Les ressources locales et la consommation énergétique

Source : OREGES

Passe à poissons et anguilles microcentrale de Calzola
G.Winterstein

L’insularité et le manque de ressource énergétiques locales induit une forte dépendance en matière d’approvisionnement énergétique. Ainsi, bien que le mix électrique de la Corse se caractérise par un taux très important d’énergies renouvelables (EnR), l’île reste dépendante des approvisionnements extérieurs pour près de 87 % de sa consommation totale d’énergie primaire en 2014 (carburants pour les transports, gaz de pétrole liquéfié pour le chauffage notamment, combustibles pour la production d’électricité, importations d’électricité via les liaisons électriques avec l’Italie et la Sardaigne…).

Le mix énergétique désigne l’ensemble des différentes sources d’énergie primaire utilisées pour la consommation finale d’une zone géographique donnée. En Corse, il inclut les énergies fossiles (produits pétroliers ou d’origine pétrolière comme le gaz de pétrole liquéfié – GPL) et des énergies renouvelables (hydraulique, solaire, éolien, biomasse). Il comptabilise toutes les énergies primaires, notamment celles consommées pour la production d’électricité, les transports, le chauffage des bâtiments, etc.

Le mix énergétique de la Corse intègre également les importations d’électricité via les liaisons avec l’Italie continentale et la Sardaigne. La part des énergies renouvelables dans la consommation d’énergie primaire s’élève à environ 13 %. Ramenée en énergie finale, cette part augmente à 15 % pour l’année 2014.

La consommation primaire est de 654 ktep en 2014, répartie de la manière suivante :

On constate que ces dix dernières années ont été marquées :

  • par une augmentation des importations d’électricité depuis la Sardaigne ;
  • par une forte fluctuation de la production d’électricité d’origine renouvelable due à la prépondérance de l’hydroélectricité dépendante des variations annuelles des apports hydriques. Toutefois, la part des énergies renouvelables a été renforcée ces dernières années suites à la mise en service de la centrale hydroélectrique du Rizzanese (50 MW) ainsi qu’à un développement soutenu du photovoltaïque (+100 MW entre 2010 et 2014) ;
  • par une baisse continue des importations de GPL, baisse supérieure à 35 % (hors correction climatique).

 

Le système énergétique

Le système électrique de la Corse
Source : DREAL 2016

L’approvisionnement de l’île en hydrocarbures est effectué exclusivement par navires. En raison du surcoût lié au transport, la consommation des produits énergétiques et en particulier des carburants (essence, gas-oil), représente un poids plus important sur l’économie locale que dans les autres régions de la France continentale. De plus, les contraintes techniques inhérentes aux infrastructures des dépôts pétroliers entraînent d’autres inconvénients en termes de sécurité d’approvisionnement, ou encore la difficulté de distribution de biocarburants tel que le SP95-E10 ou le E85.

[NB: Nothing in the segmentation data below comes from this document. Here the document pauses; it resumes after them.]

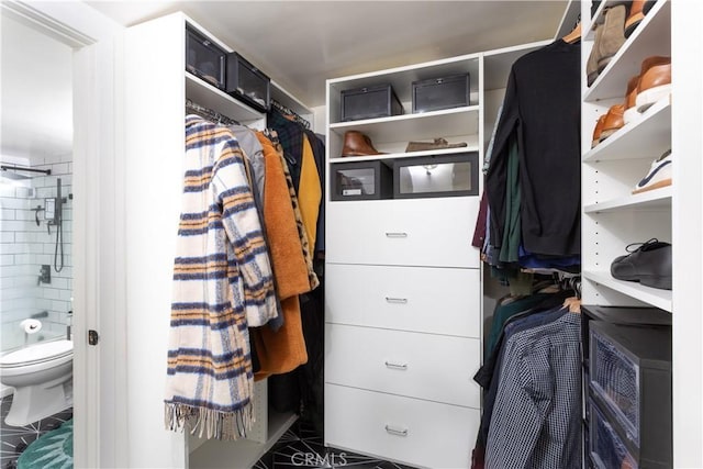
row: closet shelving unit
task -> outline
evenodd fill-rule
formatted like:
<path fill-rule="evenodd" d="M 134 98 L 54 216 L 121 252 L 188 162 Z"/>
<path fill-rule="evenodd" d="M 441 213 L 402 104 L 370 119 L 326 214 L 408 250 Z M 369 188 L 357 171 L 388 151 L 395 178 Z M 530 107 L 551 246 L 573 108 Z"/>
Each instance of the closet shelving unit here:
<path fill-rule="evenodd" d="M 594 21 L 602 21 L 604 9 L 612 3 L 603 2 Z M 669 312 L 672 310 L 671 291 L 616 280 L 610 275 L 612 260 L 626 254 L 628 244 L 644 243 L 652 237 L 666 242 L 672 239 L 673 189 L 631 193 L 637 181 L 647 175 L 651 161 L 671 148 L 670 97 L 590 148 L 595 120 L 607 112 L 610 105 L 624 101 L 627 80 L 639 74 L 641 60 L 652 55 L 671 55 L 670 30 L 671 3 L 660 0 L 583 92 L 584 304 L 652 305 Z M 592 40 L 592 34 L 589 36 Z M 584 41 L 584 59 L 592 44 L 592 41 Z"/>
<path fill-rule="evenodd" d="M 557 37 L 571 31 L 579 8 L 569 3 Z M 482 161 L 513 63 L 551 41 L 327 80 L 327 164 L 462 152 Z M 459 72 L 470 74 L 468 107 L 411 113 L 413 80 Z M 343 90 L 380 83 L 392 85 L 405 114 L 341 122 Z M 341 157 L 349 130 L 387 154 Z M 468 146 L 404 152 L 409 141 L 434 137 Z M 481 406 L 472 377 L 481 364 L 483 280 L 470 246 L 480 198 L 332 201 L 331 172 L 325 445 L 417 467 L 468 467 Z"/>
<path fill-rule="evenodd" d="M 252 467 L 295 422 L 294 413 L 277 413 L 268 407 L 267 381 L 255 383 L 256 423 L 247 439 L 205 440 L 168 433 L 163 426 L 164 380 L 168 349 L 168 323 L 171 301 L 171 275 L 175 238 L 180 213 L 182 160 L 185 155 L 186 100 L 212 109 L 255 130 L 266 127 L 266 114 L 230 97 L 216 87 L 186 70 L 186 24 L 199 30 L 225 52 L 233 49 L 203 26 L 178 12 L 127 29 L 125 33 L 126 109 L 125 121 L 127 178 L 127 310 L 133 324 L 130 353 L 136 376 L 131 405 L 140 407 L 140 424 L 131 428 L 137 445 L 160 438 L 172 447 L 169 467 L 204 468 Z M 313 112 L 276 81 L 271 97 L 313 124 Z M 159 210 L 154 211 L 153 200 Z M 149 206 L 150 205 L 150 206 Z M 144 236 L 138 226 L 148 226 Z M 147 265 L 138 259 L 148 258 Z M 148 266 L 148 267 L 145 267 Z M 147 378 L 148 377 L 148 378 Z M 167 447 L 168 447 L 167 446 Z M 182 448 L 182 453 L 178 449 Z M 134 461 L 141 467 L 166 464 L 164 455 L 144 448 L 138 454 L 153 460 Z"/>

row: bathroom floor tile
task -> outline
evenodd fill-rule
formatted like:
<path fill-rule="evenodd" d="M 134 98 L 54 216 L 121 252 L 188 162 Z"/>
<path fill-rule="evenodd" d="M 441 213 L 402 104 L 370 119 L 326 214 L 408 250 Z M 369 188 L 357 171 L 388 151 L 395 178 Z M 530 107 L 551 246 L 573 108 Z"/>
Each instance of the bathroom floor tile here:
<path fill-rule="evenodd" d="M 355 469 L 411 469 L 395 462 L 352 451 L 328 448 L 322 435 L 312 425 L 297 422 L 276 445 L 257 461 L 254 469 L 355 468 Z"/>
<path fill-rule="evenodd" d="M 41 435 L 57 428 L 60 424 L 74 415 L 72 409 L 33 422 L 26 426 L 10 426 L 4 423 L 4 417 L 10 412 L 12 395 L 2 398 L 0 402 L 0 469 L 14 469 L 16 459 L 22 451 Z"/>

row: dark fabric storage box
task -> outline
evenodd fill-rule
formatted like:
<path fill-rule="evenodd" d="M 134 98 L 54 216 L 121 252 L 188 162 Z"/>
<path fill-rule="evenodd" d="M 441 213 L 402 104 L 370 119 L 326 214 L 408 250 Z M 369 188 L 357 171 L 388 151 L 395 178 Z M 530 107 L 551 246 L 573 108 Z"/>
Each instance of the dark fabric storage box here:
<path fill-rule="evenodd" d="M 479 154 L 432 155 L 393 161 L 393 199 L 479 194 Z"/>
<path fill-rule="evenodd" d="M 342 91 L 342 121 L 389 118 L 403 113 L 403 104 L 390 85 Z"/>
<path fill-rule="evenodd" d="M 227 54 L 227 86 L 225 91 L 250 105 L 266 112 L 269 109 L 271 80 L 236 52 Z"/>
<path fill-rule="evenodd" d="M 224 90 L 226 53 L 208 37 L 186 25 L 186 70 Z"/>
<path fill-rule="evenodd" d="M 413 81 L 413 113 L 469 105 L 469 74 Z"/>
<path fill-rule="evenodd" d="M 332 200 L 380 200 L 393 196 L 393 174 L 386 163 L 334 163 L 331 174 Z"/>

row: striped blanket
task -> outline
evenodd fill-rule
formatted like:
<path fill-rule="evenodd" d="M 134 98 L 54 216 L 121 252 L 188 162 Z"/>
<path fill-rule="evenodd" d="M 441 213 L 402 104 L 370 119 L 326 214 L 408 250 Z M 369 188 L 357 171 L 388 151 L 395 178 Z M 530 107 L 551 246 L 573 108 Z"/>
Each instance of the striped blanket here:
<path fill-rule="evenodd" d="M 230 130 L 194 115 L 181 203 L 166 427 L 236 439 L 253 423 L 247 319 L 265 324 L 278 312 L 244 155 Z"/>

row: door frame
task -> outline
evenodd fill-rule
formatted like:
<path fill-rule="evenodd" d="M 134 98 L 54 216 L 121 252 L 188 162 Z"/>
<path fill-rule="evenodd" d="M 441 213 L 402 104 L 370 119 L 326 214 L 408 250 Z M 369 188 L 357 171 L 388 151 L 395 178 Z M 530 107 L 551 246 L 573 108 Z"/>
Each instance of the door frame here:
<path fill-rule="evenodd" d="M 74 49 L 74 467 L 127 467 L 124 27 L 80 1 L 0 2 L 7 14 Z M 88 331 L 100 333 L 88 345 Z"/>

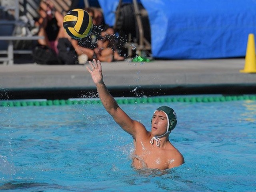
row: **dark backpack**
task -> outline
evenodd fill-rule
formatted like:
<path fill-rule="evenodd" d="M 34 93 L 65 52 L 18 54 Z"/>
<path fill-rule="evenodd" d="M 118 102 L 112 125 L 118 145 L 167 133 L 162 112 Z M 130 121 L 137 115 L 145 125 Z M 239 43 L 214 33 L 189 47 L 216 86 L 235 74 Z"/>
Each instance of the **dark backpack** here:
<path fill-rule="evenodd" d="M 77 55 L 68 39 L 67 38 L 60 38 L 57 48 L 59 52 L 58 58 L 60 64 L 78 64 Z"/>
<path fill-rule="evenodd" d="M 58 61 L 54 52 L 48 46 L 38 44 L 32 53 L 34 61 L 44 65 L 58 64 Z"/>

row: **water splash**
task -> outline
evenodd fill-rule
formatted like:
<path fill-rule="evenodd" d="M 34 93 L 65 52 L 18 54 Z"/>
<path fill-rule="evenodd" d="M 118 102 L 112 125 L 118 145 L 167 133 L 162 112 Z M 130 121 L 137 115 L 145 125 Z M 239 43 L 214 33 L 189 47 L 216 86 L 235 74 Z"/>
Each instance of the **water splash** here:
<path fill-rule="evenodd" d="M 12 179 L 12 176 L 16 172 L 14 165 L 8 162 L 6 156 L 0 155 L 0 174 L 2 176 L 0 177 L 2 181 Z"/>

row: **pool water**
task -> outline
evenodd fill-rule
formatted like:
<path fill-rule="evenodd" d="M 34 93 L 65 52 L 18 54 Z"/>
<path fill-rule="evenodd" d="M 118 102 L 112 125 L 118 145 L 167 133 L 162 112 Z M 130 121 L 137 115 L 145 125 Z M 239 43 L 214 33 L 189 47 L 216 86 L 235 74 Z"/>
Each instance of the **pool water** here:
<path fill-rule="evenodd" d="M 149 130 L 164 105 L 186 162 L 165 171 L 132 168 L 132 137 L 101 104 L 0 108 L 0 190 L 255 191 L 255 101 L 120 105 Z"/>

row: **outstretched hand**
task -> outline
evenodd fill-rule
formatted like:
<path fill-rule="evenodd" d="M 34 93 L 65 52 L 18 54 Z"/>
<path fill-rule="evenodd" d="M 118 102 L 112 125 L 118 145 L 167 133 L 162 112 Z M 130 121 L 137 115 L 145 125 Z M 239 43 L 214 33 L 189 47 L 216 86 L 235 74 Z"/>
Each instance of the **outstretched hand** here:
<path fill-rule="evenodd" d="M 88 66 L 86 66 L 87 70 L 91 74 L 92 78 L 95 84 L 102 83 L 103 82 L 103 76 L 101 71 L 101 64 L 99 60 L 96 62 L 95 59 L 93 59 L 94 64 L 90 61 L 89 63 L 91 66 L 91 70 Z"/>

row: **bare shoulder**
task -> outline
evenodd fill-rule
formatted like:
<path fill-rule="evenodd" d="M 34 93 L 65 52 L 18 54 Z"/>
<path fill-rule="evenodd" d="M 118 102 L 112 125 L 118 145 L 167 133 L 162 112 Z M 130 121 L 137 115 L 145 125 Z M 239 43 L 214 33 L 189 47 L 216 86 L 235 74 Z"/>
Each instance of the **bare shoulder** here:
<path fill-rule="evenodd" d="M 185 163 L 182 154 L 175 147 L 172 148 L 168 155 L 168 168 L 178 167 Z"/>
<path fill-rule="evenodd" d="M 134 120 L 134 129 L 136 130 L 136 132 L 135 135 L 135 138 L 142 138 L 150 135 L 149 132 L 148 131 L 145 126 L 141 123 Z"/>

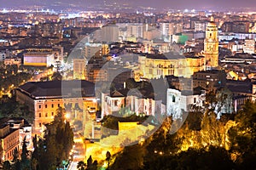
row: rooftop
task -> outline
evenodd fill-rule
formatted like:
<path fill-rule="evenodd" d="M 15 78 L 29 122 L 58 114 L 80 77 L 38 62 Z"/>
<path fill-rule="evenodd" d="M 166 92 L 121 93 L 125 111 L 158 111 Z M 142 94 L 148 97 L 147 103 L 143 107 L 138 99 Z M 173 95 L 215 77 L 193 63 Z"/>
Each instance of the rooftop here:
<path fill-rule="evenodd" d="M 94 97 L 95 84 L 84 80 L 31 82 L 17 90 L 32 99 Z"/>

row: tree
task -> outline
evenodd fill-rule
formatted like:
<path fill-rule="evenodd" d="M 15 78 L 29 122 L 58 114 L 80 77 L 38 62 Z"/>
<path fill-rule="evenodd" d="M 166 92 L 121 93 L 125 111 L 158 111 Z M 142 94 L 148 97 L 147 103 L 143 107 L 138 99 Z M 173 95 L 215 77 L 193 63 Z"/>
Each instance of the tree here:
<path fill-rule="evenodd" d="M 240 168 L 251 169 L 256 159 L 256 103 L 247 101 L 229 130 L 230 151 Z"/>
<path fill-rule="evenodd" d="M 11 169 L 11 165 L 9 161 L 3 162 L 3 170 L 10 170 Z"/>
<path fill-rule="evenodd" d="M 106 161 L 108 162 L 108 168 L 109 168 L 109 164 L 111 162 L 111 154 L 108 150 L 106 153 Z"/>
<path fill-rule="evenodd" d="M 80 161 L 80 162 L 79 162 L 79 163 L 78 163 L 77 168 L 78 168 L 79 170 L 85 170 L 85 168 L 86 168 L 86 164 L 85 164 L 83 161 Z"/>
<path fill-rule="evenodd" d="M 27 156 L 28 156 L 28 151 L 26 149 L 26 141 L 25 137 L 22 142 L 22 152 L 21 152 L 21 160 L 20 160 L 20 167 L 22 169 L 31 169 L 30 161 L 27 158 Z"/>

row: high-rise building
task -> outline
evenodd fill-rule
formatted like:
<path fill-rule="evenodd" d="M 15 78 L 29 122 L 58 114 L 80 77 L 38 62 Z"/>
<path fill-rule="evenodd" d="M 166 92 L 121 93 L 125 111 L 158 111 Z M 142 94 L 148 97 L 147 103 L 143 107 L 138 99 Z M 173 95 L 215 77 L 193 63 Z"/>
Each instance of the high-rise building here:
<path fill-rule="evenodd" d="M 207 27 L 204 53 L 207 69 L 217 67 L 218 65 L 218 27 L 213 20 L 213 17 L 211 17 L 211 21 Z"/>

La distribution de gaz en Corse est effectuée après transport maritime et stockage, soit par les réseaux Engie des agglomérations d’Ajaccio et Bastia, soit par livraison directe de GPL vrac chez le consommateur, soit par bouteilles (butane et propane).

En 2016, le parc de production d’énergie électrique en Corse totalise une puissance installée d’environ 860 MW. Les moyens de production du parc électrique sont répartis de la manière suivante :

 

Moyens de production électrique en Corse en 2016
Moyens thermiques
• Centrale du Vazzio 244 MW
• Centrale de Lucciana
• Turbines à combustion (TAC) 105 MW
Interconnexions
• Câble Sardaigne-Corse (SARCO) 244 MW
• Câble Sardaigne-Corse-Italie (SACOÏ)
Energies renouvelables
Cinq barrages hydroélectriques 244 MW
• Barrage de Tolla sur le Prunelli
• Barrages de Calacuccia et Corscia sur le Golo
• Barrage de Sampolo sur le Fium’Orbu
• Barrage du Rizzanese sur le Rizzanese
Micro-centrales électriques 28,3 MW
Trois parcs éoliens 18 MW
Installations photovoltaïques 117 MWc
dont 18 MWc de champs photovoltaïques avec
stockage (plus de 1650 installations en toiture
et 28 au sol)
Installation de production électrique
à partir de biogaz
1,7 MW
Total 860 MW

 

En 2014, les sources d’énergies renouvelables (EnR) couvraient 31,7 % des besoins en électricité, le thermique 38,6 %, et l’interconnexion 29,7 %. Cette répartition est toutefois soumise aux variations liées aux conditions hydrologiques, puisque l’hydroélectricité représente la majeure partie de la production des énergies renouvelables.  Ainsi, en 2015, ces pourcentages s’élevaient respectivement à 24, 45 et 31 %.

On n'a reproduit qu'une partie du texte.